California countered that a tax can be a tax even if it doesn’t collect revenue at all times. And, attorneys for the state claim, even if the individual mandate is unconstitutional, the court should let lie “hundreds of perfectly lawful sections,” argued Nimrod Elias, deputy attorney general for California.
The case will likely turn on that question of “severability”— whether one slice of a law, if ruled unconstitutional, must necessarily doom the rest. O’Connor, who nodded along carefully throughout the hearing, lobbed most of his questions at the California attorneys, and many of them focused on whether the various pieces of Obamacare can be disentangled.
Elias said that in the vast majority of cases, the Supreme Court acts with “a scalpel, not a sledgehammer,” leaving in place most of a law even if one provision must be struck. The Texas coalition pointed to a more recent case in which the high court struck an entire law based on a narrow challenge.
O’Connor — a George W. Bush-appointee who has ruled against Obamacare several times, albeit on narrower grounds — also honed in on the question of legislative intent. Texas argued that the individual mandate was a critical piece of the law’s original version. But California argued that in 2017, in gutting the individual mandate without touching the rest of the law, lawmakers made it clear they wanted the law to persist without that provision.
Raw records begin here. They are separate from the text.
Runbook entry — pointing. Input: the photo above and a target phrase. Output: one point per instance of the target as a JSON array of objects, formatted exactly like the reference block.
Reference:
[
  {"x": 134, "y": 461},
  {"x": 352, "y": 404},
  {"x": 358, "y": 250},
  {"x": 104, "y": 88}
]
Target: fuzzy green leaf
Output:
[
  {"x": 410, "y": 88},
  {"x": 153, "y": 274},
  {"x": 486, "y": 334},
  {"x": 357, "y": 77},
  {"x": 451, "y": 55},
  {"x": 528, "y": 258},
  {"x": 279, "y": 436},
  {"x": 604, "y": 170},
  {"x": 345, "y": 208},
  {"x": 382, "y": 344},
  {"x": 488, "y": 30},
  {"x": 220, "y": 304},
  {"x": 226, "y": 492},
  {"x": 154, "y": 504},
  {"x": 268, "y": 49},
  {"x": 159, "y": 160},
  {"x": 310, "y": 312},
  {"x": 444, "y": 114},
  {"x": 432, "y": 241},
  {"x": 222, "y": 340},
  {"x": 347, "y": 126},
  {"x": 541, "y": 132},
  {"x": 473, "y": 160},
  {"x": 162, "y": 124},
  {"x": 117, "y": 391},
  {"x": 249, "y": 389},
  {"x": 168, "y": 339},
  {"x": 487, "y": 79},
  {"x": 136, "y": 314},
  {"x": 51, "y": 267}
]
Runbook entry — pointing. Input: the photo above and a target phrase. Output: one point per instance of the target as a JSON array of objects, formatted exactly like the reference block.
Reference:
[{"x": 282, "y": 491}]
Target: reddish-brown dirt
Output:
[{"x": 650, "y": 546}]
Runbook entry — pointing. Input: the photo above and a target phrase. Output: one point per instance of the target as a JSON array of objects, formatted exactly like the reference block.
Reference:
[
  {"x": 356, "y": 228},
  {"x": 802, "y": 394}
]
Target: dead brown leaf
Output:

“Would the legislature prefer what is left in statute to no statute at all?” Elias questioned. “We know what Congress intended based on what Congress actually did.”
Paxton, who did not attend the hearing in person, said in a statement Wednesday afternoon that O’Connor should both block the law and strike it down entirely.
“Texans and other Americans should be free again to make their own healthcare choices, including which doctor they want to see,” Paxton said.
A decision is expected in the coming weeks. As he left the courtroom, O’Connor said he’d “get something out just as quickly as I can.”